Conclui Da Empoli - analisando desde o fenómeno Beppe Grillo em Itália à campanha vitoriosa de Trump em 2016, passando pela regresso de Viktor Orbán ao poder na Hungria e o referendo sobre a saída do Reino Unido da UE - que há uma espécie de receita usada por todos os engenheiros do caos: jogar com a cólera das pessoas, denegrir os rivais, usar as redes sociais em vez dos media tradicionais, trabalhar o máximo possível com o Big Data, aproveitando uma quantidade infinita de dados que permite conhecer e manipular o eleitorado. Como sublinha o autor, "até há pouco tempo, ter um espírito científico em política representava uma desvantagem. Havia de facto as sondagens, mas estas só permitiam, na melhor das hipóteses, uma análise grosseira das orientações da opinião pública tomada no seu conjunto. Cada tentativa de se chegar a uma segmentação mais precisa era necessariamente onerosa e produzia, na melhor das hipóteses, resultados aleatórios. No final, em política, aquilo que contava era o instinto, a capacidade de farejar o ar do tempo e de escolher o bom momento que caracteriza o animal político desde Tucídides, para quem o líder é aquele que é capaz de "prever entre as diferentes coisas iminentes aquela que terá efectivamente lugar". Num tal contexto, o menor projeto para pôr em prática uma administração "científica" da política poderá parecer ridículo, fruto das angústias de espíritos pouco habituados a confrontar-se com o risco e com a incerteza, dois fatores que têm caracterizado desde sempre a experiência política. Hoje em dia, pela primeira vez, esta situação inverteu-se".

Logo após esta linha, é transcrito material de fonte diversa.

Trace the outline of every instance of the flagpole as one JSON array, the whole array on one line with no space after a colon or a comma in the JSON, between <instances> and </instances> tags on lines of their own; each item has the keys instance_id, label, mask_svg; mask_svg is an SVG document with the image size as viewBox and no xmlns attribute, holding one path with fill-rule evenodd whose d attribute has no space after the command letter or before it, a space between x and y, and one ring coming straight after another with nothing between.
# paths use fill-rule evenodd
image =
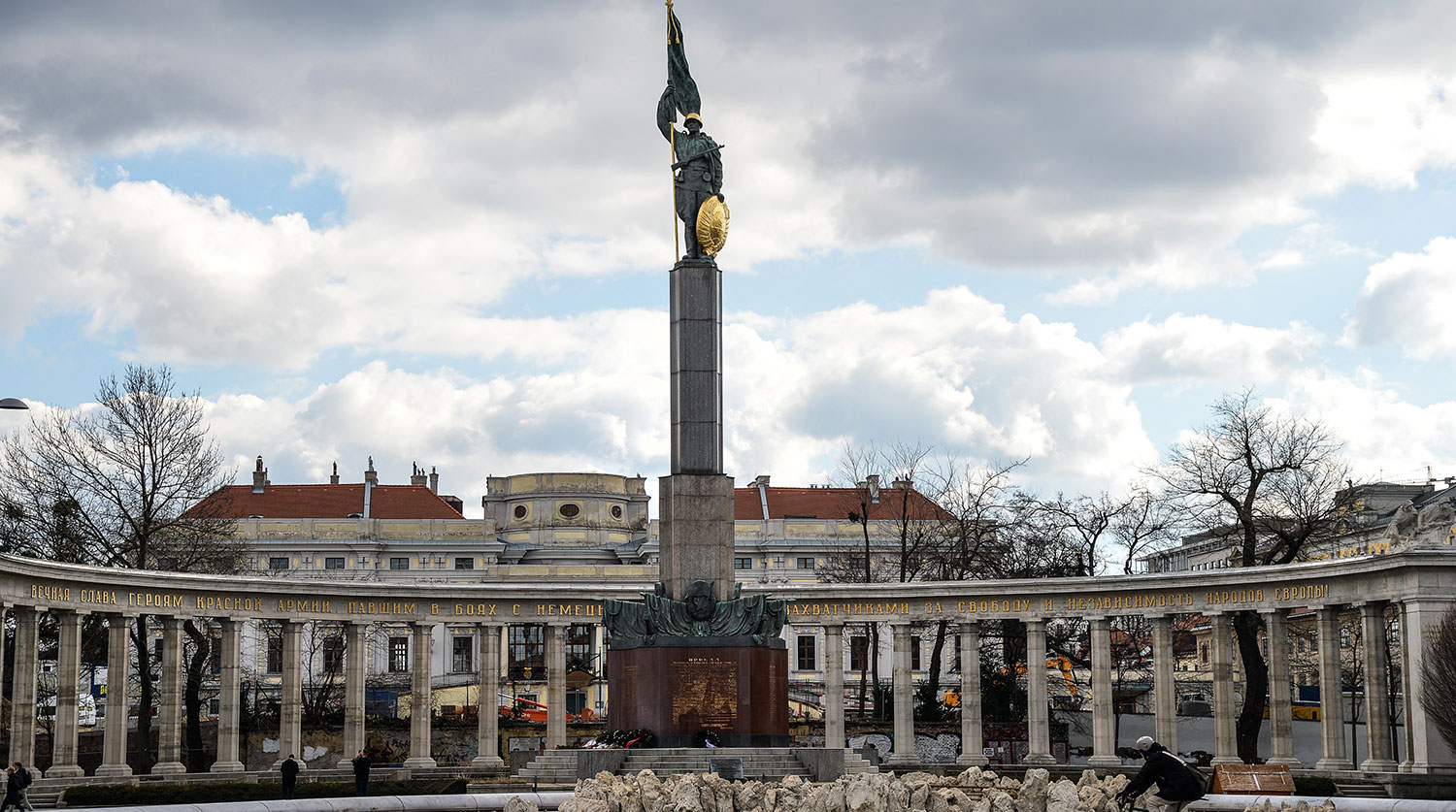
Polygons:
<instances>
[{"instance_id":1,"label":"flagpole","mask_svg":"<svg viewBox=\"0 0 1456 812\"><path fill-rule=\"evenodd\" d=\"M667 0L667 44L673 44L673 0ZM671 73L671 71L670 71ZM668 76L671 79L671 76ZM677 242L677 176L673 175L673 163L677 160L677 99L673 99L673 119L667 122L667 175L673 188L673 265L681 262L683 255Z\"/></svg>"}]
</instances>

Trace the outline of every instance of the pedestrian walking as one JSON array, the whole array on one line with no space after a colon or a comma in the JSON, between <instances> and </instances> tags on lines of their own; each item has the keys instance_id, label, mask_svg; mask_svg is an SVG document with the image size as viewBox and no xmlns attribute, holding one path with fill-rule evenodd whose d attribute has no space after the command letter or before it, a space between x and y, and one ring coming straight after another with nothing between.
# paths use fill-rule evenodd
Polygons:
<instances>
[{"instance_id":1,"label":"pedestrian walking","mask_svg":"<svg viewBox=\"0 0 1456 812\"><path fill-rule=\"evenodd\" d=\"M291 752L278 765L278 771L282 773L282 796L285 800L293 800L293 789L298 784L298 763L294 761Z\"/></svg>"},{"instance_id":2,"label":"pedestrian walking","mask_svg":"<svg viewBox=\"0 0 1456 812\"><path fill-rule=\"evenodd\" d=\"M368 795L368 755L364 755L361 749L358 755L354 757L349 764L354 765L354 795L364 797Z\"/></svg>"}]
</instances>

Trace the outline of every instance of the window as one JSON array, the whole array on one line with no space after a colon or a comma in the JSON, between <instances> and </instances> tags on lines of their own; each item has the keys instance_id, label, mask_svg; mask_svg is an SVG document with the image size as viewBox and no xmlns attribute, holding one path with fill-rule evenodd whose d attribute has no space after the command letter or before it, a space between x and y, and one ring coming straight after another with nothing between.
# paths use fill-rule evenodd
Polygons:
<instances>
[{"instance_id":1,"label":"window","mask_svg":"<svg viewBox=\"0 0 1456 812\"><path fill-rule=\"evenodd\" d=\"M849 669L865 671L869 668L869 637L849 639Z\"/></svg>"},{"instance_id":2,"label":"window","mask_svg":"<svg viewBox=\"0 0 1456 812\"><path fill-rule=\"evenodd\" d=\"M475 637L460 634L450 639L450 671L456 674L475 671Z\"/></svg>"},{"instance_id":3,"label":"window","mask_svg":"<svg viewBox=\"0 0 1456 812\"><path fill-rule=\"evenodd\" d=\"M540 624L511 626L507 632L507 675L511 680L542 680L546 677L546 627Z\"/></svg>"},{"instance_id":4,"label":"window","mask_svg":"<svg viewBox=\"0 0 1456 812\"><path fill-rule=\"evenodd\" d=\"M323 672L338 674L344 671L344 634L331 633L323 639Z\"/></svg>"},{"instance_id":5,"label":"window","mask_svg":"<svg viewBox=\"0 0 1456 812\"><path fill-rule=\"evenodd\" d=\"M799 643L798 643L798 655L799 655L798 656L798 666L799 666L799 671L814 671L814 668L817 665L814 662L815 661L815 656L814 656L815 653L818 653L818 652L815 650L815 646L814 646L814 634L799 634Z\"/></svg>"},{"instance_id":6,"label":"window","mask_svg":"<svg viewBox=\"0 0 1456 812\"><path fill-rule=\"evenodd\" d=\"M591 643L597 627L588 623L574 623L566 627L566 671L591 671Z\"/></svg>"},{"instance_id":7,"label":"window","mask_svg":"<svg viewBox=\"0 0 1456 812\"><path fill-rule=\"evenodd\" d=\"M389 669L395 674L409 671L409 637L389 639Z\"/></svg>"},{"instance_id":8,"label":"window","mask_svg":"<svg viewBox=\"0 0 1456 812\"><path fill-rule=\"evenodd\" d=\"M282 674L282 629L268 629L268 674Z\"/></svg>"}]
</instances>

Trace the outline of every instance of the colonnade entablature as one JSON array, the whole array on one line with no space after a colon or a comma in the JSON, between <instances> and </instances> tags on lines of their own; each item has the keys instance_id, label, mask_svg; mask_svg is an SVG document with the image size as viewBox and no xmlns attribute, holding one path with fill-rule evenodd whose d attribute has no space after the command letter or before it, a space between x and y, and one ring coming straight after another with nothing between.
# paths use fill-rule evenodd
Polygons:
<instances>
[{"instance_id":1,"label":"colonnade entablature","mask_svg":"<svg viewBox=\"0 0 1456 812\"><path fill-rule=\"evenodd\" d=\"M0 601L41 610L274 621L593 623L601 601L633 600L649 582L579 579L480 584L360 584L143 572L0 556ZM836 618L1054 620L1123 614L1220 614L1449 598L1456 553L1251 569L1099 578L909 584L744 585L788 598L791 623Z\"/></svg>"}]
</instances>

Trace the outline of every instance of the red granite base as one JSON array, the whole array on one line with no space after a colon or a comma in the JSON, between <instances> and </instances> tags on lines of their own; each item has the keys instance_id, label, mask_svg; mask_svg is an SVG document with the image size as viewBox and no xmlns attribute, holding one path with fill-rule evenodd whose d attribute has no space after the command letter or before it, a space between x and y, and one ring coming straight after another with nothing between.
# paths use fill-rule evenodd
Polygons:
<instances>
[{"instance_id":1,"label":"red granite base","mask_svg":"<svg viewBox=\"0 0 1456 812\"><path fill-rule=\"evenodd\" d=\"M776 643L776 645L773 645ZM646 728L655 747L692 747L708 729L721 747L788 747L789 652L782 640L657 637L613 642L607 653L607 720Z\"/></svg>"}]
</instances>

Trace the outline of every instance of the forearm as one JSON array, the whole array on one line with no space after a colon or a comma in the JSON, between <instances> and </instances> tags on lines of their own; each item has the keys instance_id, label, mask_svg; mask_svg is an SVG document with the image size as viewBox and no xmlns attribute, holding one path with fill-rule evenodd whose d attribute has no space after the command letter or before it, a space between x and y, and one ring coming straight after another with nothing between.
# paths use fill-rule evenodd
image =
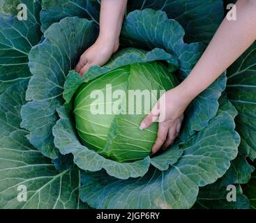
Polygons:
<instances>
[{"instance_id":1,"label":"forearm","mask_svg":"<svg viewBox=\"0 0 256 223\"><path fill-rule=\"evenodd\" d=\"M101 1L99 38L119 41L126 4L127 0Z\"/></svg>"},{"instance_id":2,"label":"forearm","mask_svg":"<svg viewBox=\"0 0 256 223\"><path fill-rule=\"evenodd\" d=\"M237 1L237 20L224 20L190 74L178 86L188 102L210 86L255 40L255 1Z\"/></svg>"}]
</instances>

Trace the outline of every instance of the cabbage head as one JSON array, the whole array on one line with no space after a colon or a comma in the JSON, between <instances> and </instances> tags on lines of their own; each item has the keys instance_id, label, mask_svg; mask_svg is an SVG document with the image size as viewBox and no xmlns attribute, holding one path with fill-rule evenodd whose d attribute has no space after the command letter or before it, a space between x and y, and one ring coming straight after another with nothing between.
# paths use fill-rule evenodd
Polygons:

Da Empoli tem razões para esperar ser escutado com muita atenção em Portugal - seja por este novo livro, seja sobretudo pelo anterior, em que ligava a guerra na Chechénia à afirmação de Putin como homem forte. É que na primeira edição do Choix Goncourt du Portugal, uma avaliação das obras em competição feita por estudantes nacionais que já acontece em três dezenas de países, o seu O Mago do Kremlin impôs-se a Viver Depressa. O franco-marroquino Tahar ben Jelloun, ele próprio já vencedor do Goncourt e membro do júri, esteve na embaixada francesa em Lisboa para apadrinhar o evento e terá ficado satisfeito. Nunca escondeu que por ele o Concourt teria sido para o livro que, misturando ficção e realidade, fala de Vadim Baranov que passa de realizador de televisão a uma espécie de Rasputine do século XXI. "Este magnífico romance ajuda-nos a compreender (um pouco) aquilo que se passa na cabeça de um czar", afirmou, numa entrevista dada ainda antes de se conhecer os finalistas Goncourt.